We’re not quite there yet (February 12th) as there is sure to be an icy blast before it really does feel that spring has arrived, but the lengthening days (roughly 7.00am to 5.30pm from my amateur observations now) makes it feel as if winter is receding. The snowdrops are at their best too. I thought I’d have an annual visit this evening to Damerham Parish Church whose churchyard has a famous carpet of these lovely and delicate flowers. There they were as ever – and my visit coincided with the Church’s own celebration. Judging from the tyre marks on the road verge and car park field, plenty of people had joined in. Some brave daffodils are endeavouring to show too – following a rare display of winter cyclamen as far as my ‘wild garden’ is concerned. Maybe the forsythia will soon be next.
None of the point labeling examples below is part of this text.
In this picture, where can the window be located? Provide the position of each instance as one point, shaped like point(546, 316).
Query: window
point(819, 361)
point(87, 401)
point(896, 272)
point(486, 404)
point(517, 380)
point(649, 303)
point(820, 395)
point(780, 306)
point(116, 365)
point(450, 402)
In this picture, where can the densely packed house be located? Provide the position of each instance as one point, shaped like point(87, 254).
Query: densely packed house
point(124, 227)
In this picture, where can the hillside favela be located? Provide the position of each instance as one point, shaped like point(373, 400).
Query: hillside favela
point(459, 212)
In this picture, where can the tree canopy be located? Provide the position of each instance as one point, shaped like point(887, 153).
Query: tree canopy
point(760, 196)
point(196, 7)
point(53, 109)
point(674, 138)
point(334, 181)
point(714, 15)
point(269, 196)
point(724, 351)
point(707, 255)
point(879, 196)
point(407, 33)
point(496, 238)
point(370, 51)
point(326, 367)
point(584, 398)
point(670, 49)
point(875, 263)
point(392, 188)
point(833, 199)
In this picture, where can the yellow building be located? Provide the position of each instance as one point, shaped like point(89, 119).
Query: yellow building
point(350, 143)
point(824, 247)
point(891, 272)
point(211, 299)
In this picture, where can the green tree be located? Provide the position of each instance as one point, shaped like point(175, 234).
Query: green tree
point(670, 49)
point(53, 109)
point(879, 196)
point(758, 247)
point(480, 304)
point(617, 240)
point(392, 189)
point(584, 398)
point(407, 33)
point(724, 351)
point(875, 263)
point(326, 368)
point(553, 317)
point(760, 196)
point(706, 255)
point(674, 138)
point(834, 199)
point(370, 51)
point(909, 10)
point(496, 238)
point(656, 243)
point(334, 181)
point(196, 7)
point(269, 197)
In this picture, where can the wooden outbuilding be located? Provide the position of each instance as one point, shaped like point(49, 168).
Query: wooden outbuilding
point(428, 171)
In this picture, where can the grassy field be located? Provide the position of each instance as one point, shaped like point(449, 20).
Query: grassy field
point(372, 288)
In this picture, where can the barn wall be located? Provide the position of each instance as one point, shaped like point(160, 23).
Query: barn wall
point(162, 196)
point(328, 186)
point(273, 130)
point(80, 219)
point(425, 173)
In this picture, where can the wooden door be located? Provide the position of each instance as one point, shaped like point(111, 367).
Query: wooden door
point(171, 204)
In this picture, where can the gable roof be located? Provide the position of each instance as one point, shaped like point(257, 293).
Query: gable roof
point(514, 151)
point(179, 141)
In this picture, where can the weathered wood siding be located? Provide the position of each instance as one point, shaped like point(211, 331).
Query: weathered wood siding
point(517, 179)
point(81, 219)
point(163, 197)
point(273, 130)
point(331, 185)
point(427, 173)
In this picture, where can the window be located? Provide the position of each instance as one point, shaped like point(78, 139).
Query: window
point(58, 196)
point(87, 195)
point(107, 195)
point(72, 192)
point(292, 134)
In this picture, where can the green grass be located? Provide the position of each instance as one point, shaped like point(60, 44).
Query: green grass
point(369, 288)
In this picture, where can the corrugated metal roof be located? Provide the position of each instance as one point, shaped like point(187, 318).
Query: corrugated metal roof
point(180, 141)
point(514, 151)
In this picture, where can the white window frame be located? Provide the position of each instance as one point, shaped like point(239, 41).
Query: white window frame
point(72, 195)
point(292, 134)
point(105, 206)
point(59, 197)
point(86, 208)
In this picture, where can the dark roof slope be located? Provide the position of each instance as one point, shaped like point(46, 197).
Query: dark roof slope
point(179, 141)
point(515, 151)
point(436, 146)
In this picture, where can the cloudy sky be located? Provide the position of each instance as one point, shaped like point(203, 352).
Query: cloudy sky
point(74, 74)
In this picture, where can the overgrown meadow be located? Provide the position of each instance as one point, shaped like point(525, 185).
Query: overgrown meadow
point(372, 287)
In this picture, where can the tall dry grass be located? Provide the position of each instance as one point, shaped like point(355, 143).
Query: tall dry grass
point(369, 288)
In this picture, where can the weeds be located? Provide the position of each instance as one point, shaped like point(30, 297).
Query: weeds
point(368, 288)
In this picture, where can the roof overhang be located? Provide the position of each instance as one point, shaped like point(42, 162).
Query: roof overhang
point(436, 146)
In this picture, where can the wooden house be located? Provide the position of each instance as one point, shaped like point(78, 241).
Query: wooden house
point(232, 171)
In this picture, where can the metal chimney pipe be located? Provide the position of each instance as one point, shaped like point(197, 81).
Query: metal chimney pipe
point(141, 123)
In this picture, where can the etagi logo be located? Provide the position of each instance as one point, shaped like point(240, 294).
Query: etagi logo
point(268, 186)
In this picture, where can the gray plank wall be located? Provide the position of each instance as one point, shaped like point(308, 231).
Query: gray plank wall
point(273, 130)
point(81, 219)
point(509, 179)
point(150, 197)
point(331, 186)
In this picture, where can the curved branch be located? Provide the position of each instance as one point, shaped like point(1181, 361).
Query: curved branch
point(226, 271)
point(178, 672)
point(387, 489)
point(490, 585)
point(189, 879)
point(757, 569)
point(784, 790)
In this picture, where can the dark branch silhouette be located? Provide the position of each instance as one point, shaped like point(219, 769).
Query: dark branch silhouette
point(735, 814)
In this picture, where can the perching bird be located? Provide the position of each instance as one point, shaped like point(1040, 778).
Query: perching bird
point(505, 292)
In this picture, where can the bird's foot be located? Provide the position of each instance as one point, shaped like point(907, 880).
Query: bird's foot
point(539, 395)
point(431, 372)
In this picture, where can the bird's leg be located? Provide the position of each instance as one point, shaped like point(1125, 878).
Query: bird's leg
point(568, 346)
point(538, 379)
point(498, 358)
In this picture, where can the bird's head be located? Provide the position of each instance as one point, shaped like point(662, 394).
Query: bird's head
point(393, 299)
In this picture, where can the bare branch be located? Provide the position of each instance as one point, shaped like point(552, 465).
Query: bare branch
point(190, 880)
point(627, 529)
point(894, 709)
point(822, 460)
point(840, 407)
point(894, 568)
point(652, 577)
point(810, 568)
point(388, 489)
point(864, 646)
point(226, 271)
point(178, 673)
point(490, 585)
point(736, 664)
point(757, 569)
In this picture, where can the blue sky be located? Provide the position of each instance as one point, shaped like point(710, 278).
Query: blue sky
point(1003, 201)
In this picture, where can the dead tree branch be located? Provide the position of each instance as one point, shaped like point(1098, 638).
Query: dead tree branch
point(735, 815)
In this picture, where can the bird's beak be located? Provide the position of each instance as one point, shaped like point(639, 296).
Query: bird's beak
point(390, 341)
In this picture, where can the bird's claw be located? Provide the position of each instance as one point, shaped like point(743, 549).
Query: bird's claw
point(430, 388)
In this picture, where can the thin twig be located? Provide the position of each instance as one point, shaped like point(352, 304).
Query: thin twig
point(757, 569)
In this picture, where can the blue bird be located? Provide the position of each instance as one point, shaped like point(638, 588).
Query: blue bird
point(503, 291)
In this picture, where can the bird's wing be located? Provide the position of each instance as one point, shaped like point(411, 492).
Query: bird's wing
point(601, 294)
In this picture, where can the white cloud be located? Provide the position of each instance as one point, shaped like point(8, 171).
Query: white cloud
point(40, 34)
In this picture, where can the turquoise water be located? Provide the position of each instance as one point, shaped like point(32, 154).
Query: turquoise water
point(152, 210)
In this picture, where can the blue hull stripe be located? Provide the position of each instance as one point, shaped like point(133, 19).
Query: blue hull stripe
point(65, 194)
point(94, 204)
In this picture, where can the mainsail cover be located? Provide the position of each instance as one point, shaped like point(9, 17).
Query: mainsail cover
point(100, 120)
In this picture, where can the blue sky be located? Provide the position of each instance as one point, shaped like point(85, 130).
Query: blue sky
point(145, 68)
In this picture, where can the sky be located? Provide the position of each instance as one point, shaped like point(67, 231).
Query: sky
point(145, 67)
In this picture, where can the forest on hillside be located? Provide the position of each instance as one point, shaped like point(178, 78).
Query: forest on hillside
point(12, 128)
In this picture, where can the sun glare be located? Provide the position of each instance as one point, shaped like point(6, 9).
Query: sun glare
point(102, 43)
My play on words (Spring) recalls this week an explanation a solicitor needed on a land sale because on the day of writing, water was flowing across the field in question. I responded to his enquiry as to whether this was ‘flooding’, by sending him a plan to show the location of a winterbourne. Bourne means ‘an intermittent spring’ (…of water, of course, not the season!) in Anglo-Saxon, so a winterbourne is literally a spring that appears now and then in winter. Not really flooding in my view, but a satellite picture might have interpreted it as such. I didn’t find it easy to draw that map, as, today, there is no sign of an ‘intermittent spring’. It is now quite a few feet underground – the recent dry days have caused this natural phenomenon to have completed its task for another year and revert to the chalk sub strata. And next year (as in the last two, following a dry winter), it may well not show up at all. Consequently, there is no water on the surface now; just a contented crop of winter corn appreciating the sudden supply of nutrient-carrying water to its roots.


Such are the vagaries of our English climate, our English countryside and our English (language)! I suppose we should be thankful for these varieties of meaning – they are enough to ensure we can always have ….. a spring in our step!